Pour l’Union européenne, non, même si dans l’absolu se sont déjà produites des séparations comme celle de la Slovaquie et de la Tchéquie après l’éclatement de l’Etat fédéral. Mais aucun cas passé ne pourra servir de guide dans cette négociation. Il n’y a pas de précédent comparable. D’ailleurs, les références que l’on prend, aujourd’hui, ce sont les accords récents de l’UE comme l’accord économique commercial global (AECG ou CETA en anglais) conclu récemment avec le Canada ou ceux, plus anciens, passés avec la Suisse ou la Norvège.

Dans ce cadre, comment voyez-vous les négociations commerciales à venir, dès lors que Boris Johnson se dit pressé ?

C’est un accord qui actera des divergences mais son objet sera surtout de savoir quels sont les garanties et l’encadrement juridique que l’on se donnera pour limiter ces divergences et leurs effets. J’ai du mal à croire qu’une négociation de cette complexité puisse être bouclée dans de bonnes conditions en onze mois, sachant que l’accord qui a été le plus rapidement bouclé, à ma connaissance, a été celui conclu avec la Corée et qui a nécessité deux ans et demi de discussions. Je crains que Boris Johnson ne sous-estime la complexité de la négociation et je ne suis pas sûr que cela soit le meilleur moyen pour le Royaume-Uni d’obtenir un bon accord. Il se met en position de faiblesse en partant sur cette base et il risque de le payer assez cher. Dans ce type de négociation, c’est le plus pressé qui est contraint à faire le plus de concessions pour conclure. D’autant qu’il va se trouver confronté à des négociateurs européens excellents. Ce sont les meilleurs au monde et le Royaume-Uni ne dispose que de gens assez peu expérimentés. Ils ne partent pas avec un avantage en matière de maîtrise technique.

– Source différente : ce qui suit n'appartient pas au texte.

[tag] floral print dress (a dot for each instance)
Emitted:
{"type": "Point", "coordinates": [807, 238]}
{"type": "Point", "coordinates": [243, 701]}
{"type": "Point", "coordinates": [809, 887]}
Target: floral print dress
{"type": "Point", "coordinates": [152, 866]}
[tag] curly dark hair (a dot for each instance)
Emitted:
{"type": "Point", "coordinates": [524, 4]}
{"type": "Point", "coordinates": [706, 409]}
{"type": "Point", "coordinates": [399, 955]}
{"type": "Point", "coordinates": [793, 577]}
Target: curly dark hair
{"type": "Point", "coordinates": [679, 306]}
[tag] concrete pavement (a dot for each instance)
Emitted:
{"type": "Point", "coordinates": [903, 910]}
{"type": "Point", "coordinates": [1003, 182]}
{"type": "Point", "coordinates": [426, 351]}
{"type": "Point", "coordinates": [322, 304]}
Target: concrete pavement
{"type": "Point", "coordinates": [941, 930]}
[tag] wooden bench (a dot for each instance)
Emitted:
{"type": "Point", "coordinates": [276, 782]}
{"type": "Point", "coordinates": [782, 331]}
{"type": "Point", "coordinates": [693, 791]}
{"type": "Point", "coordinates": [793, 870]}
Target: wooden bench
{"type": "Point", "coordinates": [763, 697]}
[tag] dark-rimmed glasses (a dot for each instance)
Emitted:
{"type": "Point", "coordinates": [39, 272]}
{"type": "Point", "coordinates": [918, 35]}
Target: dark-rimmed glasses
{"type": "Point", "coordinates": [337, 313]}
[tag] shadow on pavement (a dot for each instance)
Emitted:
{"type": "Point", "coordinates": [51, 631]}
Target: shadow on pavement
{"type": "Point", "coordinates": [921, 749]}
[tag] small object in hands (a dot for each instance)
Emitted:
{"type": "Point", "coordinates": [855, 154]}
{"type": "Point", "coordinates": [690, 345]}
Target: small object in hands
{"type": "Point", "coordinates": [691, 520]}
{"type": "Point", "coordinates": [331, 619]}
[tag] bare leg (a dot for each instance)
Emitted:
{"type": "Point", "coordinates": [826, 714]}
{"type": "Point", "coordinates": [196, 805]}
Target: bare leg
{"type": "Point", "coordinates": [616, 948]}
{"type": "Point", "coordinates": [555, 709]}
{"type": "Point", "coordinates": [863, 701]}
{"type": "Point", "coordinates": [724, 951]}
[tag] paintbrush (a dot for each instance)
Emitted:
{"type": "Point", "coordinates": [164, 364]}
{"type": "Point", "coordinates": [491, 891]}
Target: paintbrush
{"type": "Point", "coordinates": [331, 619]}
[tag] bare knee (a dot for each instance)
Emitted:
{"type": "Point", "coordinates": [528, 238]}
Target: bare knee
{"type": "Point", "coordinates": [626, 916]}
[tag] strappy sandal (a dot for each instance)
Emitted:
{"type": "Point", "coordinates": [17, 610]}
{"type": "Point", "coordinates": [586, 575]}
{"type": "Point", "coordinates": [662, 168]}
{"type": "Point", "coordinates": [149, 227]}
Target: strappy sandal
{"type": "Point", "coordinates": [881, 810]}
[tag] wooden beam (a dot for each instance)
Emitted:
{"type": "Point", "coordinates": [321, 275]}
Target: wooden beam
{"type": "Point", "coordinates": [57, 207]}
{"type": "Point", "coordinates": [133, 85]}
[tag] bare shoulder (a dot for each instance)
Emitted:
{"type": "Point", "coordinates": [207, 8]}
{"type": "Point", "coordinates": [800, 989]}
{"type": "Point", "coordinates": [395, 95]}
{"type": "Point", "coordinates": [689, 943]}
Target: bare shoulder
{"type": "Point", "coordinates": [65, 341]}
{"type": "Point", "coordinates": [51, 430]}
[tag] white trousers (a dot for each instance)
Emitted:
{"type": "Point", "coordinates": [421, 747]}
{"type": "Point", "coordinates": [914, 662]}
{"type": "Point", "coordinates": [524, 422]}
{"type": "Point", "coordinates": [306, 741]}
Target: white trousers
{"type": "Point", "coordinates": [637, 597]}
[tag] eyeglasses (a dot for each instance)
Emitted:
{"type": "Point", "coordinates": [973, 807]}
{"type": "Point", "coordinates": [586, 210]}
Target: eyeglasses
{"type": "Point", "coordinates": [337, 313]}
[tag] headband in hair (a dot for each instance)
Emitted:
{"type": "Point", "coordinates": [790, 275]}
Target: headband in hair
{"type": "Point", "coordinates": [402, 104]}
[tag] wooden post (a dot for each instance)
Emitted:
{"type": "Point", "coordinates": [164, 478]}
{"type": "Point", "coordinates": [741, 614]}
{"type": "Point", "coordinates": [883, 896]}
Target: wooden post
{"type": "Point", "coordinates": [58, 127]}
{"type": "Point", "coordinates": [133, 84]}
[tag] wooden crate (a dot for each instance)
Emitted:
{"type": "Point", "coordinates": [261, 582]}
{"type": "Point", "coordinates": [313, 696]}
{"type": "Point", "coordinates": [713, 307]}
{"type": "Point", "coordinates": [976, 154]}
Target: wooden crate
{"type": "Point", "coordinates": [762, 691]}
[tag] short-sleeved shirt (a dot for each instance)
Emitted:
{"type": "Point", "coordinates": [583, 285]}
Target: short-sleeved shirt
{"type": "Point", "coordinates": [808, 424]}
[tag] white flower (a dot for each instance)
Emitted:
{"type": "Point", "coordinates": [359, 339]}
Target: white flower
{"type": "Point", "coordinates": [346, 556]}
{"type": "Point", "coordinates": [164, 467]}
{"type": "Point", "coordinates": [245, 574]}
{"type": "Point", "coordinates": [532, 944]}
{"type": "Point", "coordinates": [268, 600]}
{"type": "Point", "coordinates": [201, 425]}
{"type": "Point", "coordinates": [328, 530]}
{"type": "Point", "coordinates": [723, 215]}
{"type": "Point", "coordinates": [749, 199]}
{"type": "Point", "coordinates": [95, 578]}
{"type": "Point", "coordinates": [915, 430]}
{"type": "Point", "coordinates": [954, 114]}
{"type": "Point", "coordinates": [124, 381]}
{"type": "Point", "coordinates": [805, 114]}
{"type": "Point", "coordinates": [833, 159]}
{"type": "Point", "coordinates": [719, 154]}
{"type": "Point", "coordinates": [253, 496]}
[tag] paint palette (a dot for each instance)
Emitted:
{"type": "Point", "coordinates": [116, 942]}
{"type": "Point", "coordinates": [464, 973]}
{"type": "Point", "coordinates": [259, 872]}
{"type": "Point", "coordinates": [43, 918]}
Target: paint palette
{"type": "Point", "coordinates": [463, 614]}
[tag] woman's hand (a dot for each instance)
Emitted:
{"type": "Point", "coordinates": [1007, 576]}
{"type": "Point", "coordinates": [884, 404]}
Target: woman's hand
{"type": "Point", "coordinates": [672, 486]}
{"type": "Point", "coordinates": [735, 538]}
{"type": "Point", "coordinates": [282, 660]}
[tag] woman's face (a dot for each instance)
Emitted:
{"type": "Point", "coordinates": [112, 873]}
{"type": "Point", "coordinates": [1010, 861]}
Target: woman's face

Sur quoi va-t-on négocier ​?

Cela va être un accord entre voisins immédiats, c’est-à-dire de bon voisinage. Ce qui le différencie des accords noués avec des partenaires distants. Les enjeux globaux sont clairs en termes d’intérêts offensifs et défensifs de ce type de négociation. L’Union européenne va mettre l’accent sur l’industrie et l’agriculture et le Royaume-Uni sur les services financiers même s’il y a des secteurs comme la chimie et la pharmacie où les Britanniques sont très compétitifs. L’Union sera aussi soucieuse d’obtenir des garanties sur le fait que le Royaume-Uni ne se lance pas dans une stratégie de dumping fiscal ou social. Il y a quand même un contexte spécifique pour l’industrie, en partie là où il y a des chaînes de valeur compliquées déjà en place comme dans l’automobile et l’aéronautique avec beaucoup d’allers-retours des deux côtés de la Manche. Là, le problème c’est que, même avec zéro droits de douane, il faudra des contrôles en douane parce qu’il faudra respecter les règles d’origine, s’assurer de la conformité aux réglementations techniques de l’UE sans parler de la perception de la TVA. On n’aura jamais la même fluidité que précédemment. Il va y avoir des créneaux où le Royaume-Uni aura du mal à rester performant.

C’est-à-dire ​?

Quand on négocie un accord, on négocie autour d’opportunités possibles. Si on y arrive, les agents économiques vont investir pour s’en saisir, c’est-à-dire adapter leurs produits, faire du marketing, trouver des distributeurs et des clients etc. Aujourd’hui, ces flux commerciaux existent déjà. Du coup, ce qui va être très coûteux cela va être de voir supprimées ces opportunités dont ces agents économiques jouissaient jusque-là. Ils ont fait ces investissements dans la connaissance du marché, les réseaux etc. Ils ont des coûts fixes et cela va être douloureux car les changements qui vont se produire vont se faire vers le bas et déboucher sur des pertes.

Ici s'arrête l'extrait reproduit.